O conceituado administrativista Hely Lopes Meirelles, em sua festejada obra “Direito Administrativo Brasileiro”, São Paulo, p. 95, defende a observância obrigatória do princípio da supremacia do interesse público na interpretação do direito administrativo. Sustenta que o princípio se manifesta especialmente na posição de superioridade do poder público nas relações jurídicas mantidas com os particulares, superioridade essa justificada pela prevalência dos interesses coletivos sobre os interesses individuais. Para ele, o interesse coletivo, quando conflitante com o interesse individual, deve prevalecer em todos os aspectos.

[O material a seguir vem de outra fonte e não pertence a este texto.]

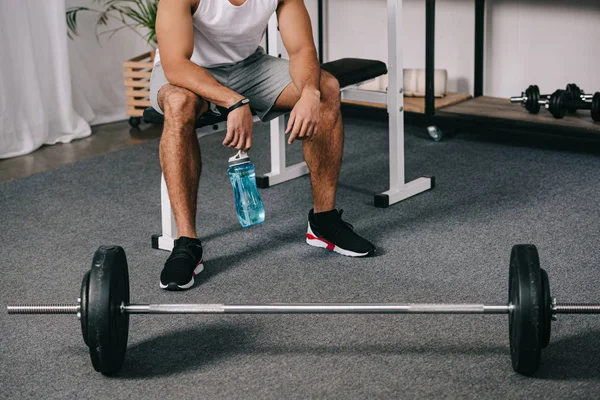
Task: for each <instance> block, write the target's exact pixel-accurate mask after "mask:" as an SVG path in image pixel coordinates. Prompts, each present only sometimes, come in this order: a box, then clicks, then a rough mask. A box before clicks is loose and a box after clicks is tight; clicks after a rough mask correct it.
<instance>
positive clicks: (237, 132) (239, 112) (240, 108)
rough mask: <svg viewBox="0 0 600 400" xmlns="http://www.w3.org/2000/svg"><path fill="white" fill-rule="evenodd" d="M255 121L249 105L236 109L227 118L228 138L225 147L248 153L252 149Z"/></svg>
mask: <svg viewBox="0 0 600 400" xmlns="http://www.w3.org/2000/svg"><path fill="white" fill-rule="evenodd" d="M253 125H254V119H253V117H252V111H250V106H249V105H248V104H246V105H243V106H241V107H239V108H236V109H235V110H233V111H232V112H230V113H229V115H228V116H227V136H225V140H224V141H223V145H225V146H227V147H234V148H235V149H237V150H242V151H243V152H247V151H248V150H250V148H251V147H252V127H253Z"/></svg>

Na crise, com inúmeras consequências inclusive fatais, é necessário que todos tenham a clara percepção do que seja Supremacia do Interesse Público. Aquele que para o jurista Hector Jorge Escola “é não só a soma de uma maioria de interesses coincidentes, pessoais, diretos, atuais ou eventuais, mas também o resultado de um interesse emergente da existência da vida em comunidade, no qual a maioria dos indivíduos reconhece, também, um interesse próprio e direto”.
Os princípios e os direitos fundamentais quando em conflitos um deve ceder ao outro ou aos demais. No caso, cede o direito à liberdade ao direito à vida. Porque a vida é o direito fundamental mais relevante do ser humano. Sem o qual não subsiste qualquer outro. Assim, um se sobrepõe ao outro porque é impossível haver liberdade sem vida.